In addition to the organizing supports I help to put in place for many sensory families I work with (mine included!), I am very often questioned about parenting.  Almost every sensory family I know comes up against a friend or family member who questions their parenting.  Statements like “he just needs more discipline”,  “you need to be tougher on her”, or “we never had these problems when we were raising our kids” are a few example of what sensory parents might hear on occasion.  On some level, there is no explaining to parents who have neuro-typical kids – they have no map for what it is like to raise a sensory child just like you have no map for their experience of raising their children – the old apples to oranges comparison.

I, however, have boiled down my parenting advice to my #1 Sensory Parenting Rule:

Sensory Parenting is about Proactive Parenting vs. Reactive Parenting  – this means that most of your parenting muscle is flexed before an experience in the preparation, visual aids, and social skill training that sets up your rigid, anxious, or distracted child to be successful.

Here’s why Proactive Parenting works for “sensory” kids:

Supports the Inherent Challenges:

Many sensory kids have challenges with generalization – this is the ability to take what they have learned from one experience and apply it to the next, similar experience.  Proactive Parenting allows you to generalize each experience for them.

Allows You to Set the Stage:

Many sensory kids have executive functioning challenges – which is the ability to make a plan of attack when trying to get something accomplished.  Almost every situation – social or academic – is infinitely more difficult when you can’t make a plan. Proactive parenting allows you to give your sensory child a plan of attack, a map of what might happen, and rules of how to handle different situations.  These are all tools that will help them navigate the scenarios that might unfold.

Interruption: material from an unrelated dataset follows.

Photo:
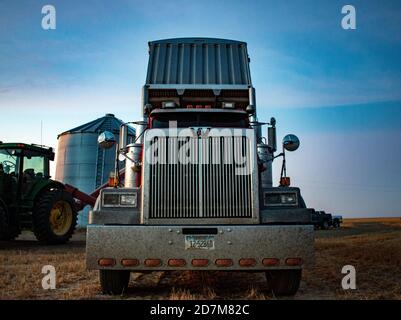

Here’s why Reactive Parenting Does NOT work for sensory kids:

Emotionally Overwhelmed = Shut Down

When a situation goes wrong and your sensory child is emotionally overwhelmed, they are past the point of learning.  They are hyper-focused on one person or one thing that didn’t go their way, and frequently are in a place of extreme negativity about themselves.  In other words, the teaching opportunity is gone. The best way to handle your child at this point is to remove them from the situation and work to get them to a calm, connected place again.  You will have an opportunity to revisit this experience with them when you are preparing them for the next, similar experience.